Dataflow programming is fundamentally about describing your program as independent components, each of which operate in response to the availability of input data, as well as describing the connections between these components. This has several advantages, mostly in how it allows a computer to execute your program, but it can take a bit of thinking to re-imagine your imperative computation as a dataflow computation.

An example

Let's write an overly simple dataflow program. Remember our examples/hello.rs program? We are going to revisit that, but with some timestamp aspects removed. The goal is to get a sense for dataflow with all of its warts, and to get you excited for the next section where we bring back the timestamps. :)

Here is a reduced version of examples/hello.rs that just feeds data into our dataflow, without paying any attention to progress made. In particular, we have removed the probe() operation, the resulting probe variable, and the use of probe to determine how long we should step the worker before introducing more data.

#![allow(unused_variables)]
extern crate timely;

use timely::dataflow::InputHandle;
use timely::dataflow::operators::{Input, Exchange, Inspect, Probe};

fn main() {
    // initializes and runs a timely dataflow.
    timely::execute_from_args(std::env::args(), |worker| {

        let index = worker.index();
        let mut input = InputHandle::new();

        // create a new input, exchange data, and inspect its output
        let probe = worker.dataflow(|scope|
            scope.input_from(&mut input)
                 .exchange(|x| *x)
                 .inspect(move |x| println!("worker {}:\thello {}", index, x))
                 .probe()
        );

        // introduce data and watch!
        for round in 0..10 {
            if worker.index() == 0 {
                input.send(round);
            }
            input.advance_to(round + 1);
            // worker.step_while(|| probe.less_than(input.time()));
        }
    }).unwrap();
}

This program is a dataflow program. There are two dataflow operators here, exchange and inspect, each of which is asked to do a thing in response to input data.
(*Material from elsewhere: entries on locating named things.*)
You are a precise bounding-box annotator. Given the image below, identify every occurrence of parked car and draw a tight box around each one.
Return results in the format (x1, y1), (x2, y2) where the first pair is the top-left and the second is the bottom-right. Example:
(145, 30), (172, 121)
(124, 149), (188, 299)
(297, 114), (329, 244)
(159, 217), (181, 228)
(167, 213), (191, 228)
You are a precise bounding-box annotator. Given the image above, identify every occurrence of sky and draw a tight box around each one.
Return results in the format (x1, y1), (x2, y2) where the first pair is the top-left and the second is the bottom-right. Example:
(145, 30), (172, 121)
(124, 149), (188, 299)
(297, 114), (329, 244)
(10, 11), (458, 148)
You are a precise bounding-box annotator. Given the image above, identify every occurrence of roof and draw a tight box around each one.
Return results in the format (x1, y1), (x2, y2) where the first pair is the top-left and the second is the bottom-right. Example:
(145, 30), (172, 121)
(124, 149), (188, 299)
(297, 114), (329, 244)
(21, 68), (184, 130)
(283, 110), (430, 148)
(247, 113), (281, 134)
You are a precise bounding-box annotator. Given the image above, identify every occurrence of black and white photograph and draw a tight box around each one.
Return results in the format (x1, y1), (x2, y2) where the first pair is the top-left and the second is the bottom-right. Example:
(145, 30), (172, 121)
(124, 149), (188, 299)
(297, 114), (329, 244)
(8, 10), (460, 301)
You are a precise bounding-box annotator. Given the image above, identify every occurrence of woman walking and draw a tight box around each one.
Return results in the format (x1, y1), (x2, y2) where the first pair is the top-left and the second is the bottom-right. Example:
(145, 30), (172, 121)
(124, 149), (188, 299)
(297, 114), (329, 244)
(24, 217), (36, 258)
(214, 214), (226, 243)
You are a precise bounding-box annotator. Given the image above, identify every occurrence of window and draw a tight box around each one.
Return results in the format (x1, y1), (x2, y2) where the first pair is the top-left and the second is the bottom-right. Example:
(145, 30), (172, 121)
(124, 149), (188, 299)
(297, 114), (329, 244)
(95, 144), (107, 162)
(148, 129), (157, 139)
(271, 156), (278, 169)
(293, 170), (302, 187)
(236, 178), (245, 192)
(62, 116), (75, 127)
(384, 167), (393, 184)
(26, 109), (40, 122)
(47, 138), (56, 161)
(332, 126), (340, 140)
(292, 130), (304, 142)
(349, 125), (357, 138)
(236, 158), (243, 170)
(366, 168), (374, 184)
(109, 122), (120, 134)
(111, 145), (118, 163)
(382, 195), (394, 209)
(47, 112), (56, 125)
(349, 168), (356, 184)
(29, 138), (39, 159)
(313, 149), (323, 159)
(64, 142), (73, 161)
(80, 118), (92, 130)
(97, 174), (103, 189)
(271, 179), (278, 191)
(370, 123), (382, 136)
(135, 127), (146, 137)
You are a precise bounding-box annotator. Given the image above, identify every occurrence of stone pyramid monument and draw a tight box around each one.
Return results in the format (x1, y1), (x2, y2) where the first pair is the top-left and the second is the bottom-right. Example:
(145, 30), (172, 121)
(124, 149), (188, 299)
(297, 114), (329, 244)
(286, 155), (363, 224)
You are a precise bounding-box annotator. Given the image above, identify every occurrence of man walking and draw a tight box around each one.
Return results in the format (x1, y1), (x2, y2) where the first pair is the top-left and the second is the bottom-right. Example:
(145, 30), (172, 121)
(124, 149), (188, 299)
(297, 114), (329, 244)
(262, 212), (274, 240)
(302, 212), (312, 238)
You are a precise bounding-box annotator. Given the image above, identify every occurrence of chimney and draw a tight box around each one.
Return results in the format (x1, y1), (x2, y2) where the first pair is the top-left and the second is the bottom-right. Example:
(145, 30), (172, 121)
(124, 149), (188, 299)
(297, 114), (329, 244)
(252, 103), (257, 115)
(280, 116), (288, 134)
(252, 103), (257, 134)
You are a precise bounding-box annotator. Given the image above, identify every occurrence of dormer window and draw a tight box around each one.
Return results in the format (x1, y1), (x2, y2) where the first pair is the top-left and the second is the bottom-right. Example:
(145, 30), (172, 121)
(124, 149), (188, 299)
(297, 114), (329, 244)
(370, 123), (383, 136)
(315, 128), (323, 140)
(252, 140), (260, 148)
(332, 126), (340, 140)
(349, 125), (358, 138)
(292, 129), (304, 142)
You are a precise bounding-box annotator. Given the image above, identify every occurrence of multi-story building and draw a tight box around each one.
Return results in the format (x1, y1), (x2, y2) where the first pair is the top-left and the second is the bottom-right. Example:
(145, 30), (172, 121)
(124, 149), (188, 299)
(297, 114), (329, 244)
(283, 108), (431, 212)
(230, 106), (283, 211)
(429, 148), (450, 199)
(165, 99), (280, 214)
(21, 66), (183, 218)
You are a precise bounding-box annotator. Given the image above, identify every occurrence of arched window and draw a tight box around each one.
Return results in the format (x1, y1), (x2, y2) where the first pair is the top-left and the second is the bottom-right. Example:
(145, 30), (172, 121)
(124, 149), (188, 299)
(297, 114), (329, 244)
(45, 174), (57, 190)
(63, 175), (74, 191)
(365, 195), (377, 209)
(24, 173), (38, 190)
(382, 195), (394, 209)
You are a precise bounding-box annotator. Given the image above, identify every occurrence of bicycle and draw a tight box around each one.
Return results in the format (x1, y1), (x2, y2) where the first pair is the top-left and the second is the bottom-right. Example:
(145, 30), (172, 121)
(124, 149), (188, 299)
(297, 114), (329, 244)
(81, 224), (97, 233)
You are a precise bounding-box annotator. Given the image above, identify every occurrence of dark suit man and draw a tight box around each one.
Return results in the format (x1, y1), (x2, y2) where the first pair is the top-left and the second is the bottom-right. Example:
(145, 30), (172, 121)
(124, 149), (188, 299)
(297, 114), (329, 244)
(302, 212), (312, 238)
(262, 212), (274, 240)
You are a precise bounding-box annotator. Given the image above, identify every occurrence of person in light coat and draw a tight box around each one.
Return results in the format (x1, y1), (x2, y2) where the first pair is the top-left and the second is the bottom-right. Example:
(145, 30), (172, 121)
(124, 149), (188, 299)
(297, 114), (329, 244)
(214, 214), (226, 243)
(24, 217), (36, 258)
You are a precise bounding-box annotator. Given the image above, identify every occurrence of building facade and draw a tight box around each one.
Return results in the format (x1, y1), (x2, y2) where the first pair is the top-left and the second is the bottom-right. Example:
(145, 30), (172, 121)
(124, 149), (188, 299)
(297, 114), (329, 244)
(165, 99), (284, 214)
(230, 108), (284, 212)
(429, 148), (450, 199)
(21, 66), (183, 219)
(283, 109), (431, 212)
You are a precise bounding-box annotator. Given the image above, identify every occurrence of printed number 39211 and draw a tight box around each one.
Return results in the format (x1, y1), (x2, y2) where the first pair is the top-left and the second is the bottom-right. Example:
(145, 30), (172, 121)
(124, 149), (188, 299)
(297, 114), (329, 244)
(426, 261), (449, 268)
The exchange operator takes each datum and hands it to a downstream worker based on the value it sees; with two workers, one will get all the even numbers and the other all the odd numbers. The inspect operator takes an action for each datum, in this case printing something to the screen.

Importantly, we haven't imposed any constraints on how these operators need to run. We removed the code that caused the input to be delayed until a certain amount of progress had been made, and it shows in the results when we run with more than one worker:

    Echidnatron% cargo run --example hello -- -w2
        Finished dev [unoptimized + debuginfo] target(s) in 0.0 secs
        Running `target/debug/examples/hello -w2`
    worker 1:	hello 1
    worker 1:	hello 3
    worker 0:	hello 0
    worker 1:	hello 5
    worker 0:	hello 2
    worker 1:	hello 7
    worker 1:	hello 9
    worker 0:	hello 4
    worker 0:	hello 6
    worker 0:	hello 8
    Echidnatron%

What a mess. Nothing in our dataflow program requires that workers zero and one alternate printing to the screen, and you can even see that worker one is done before worker zero even gets to printing hello 4.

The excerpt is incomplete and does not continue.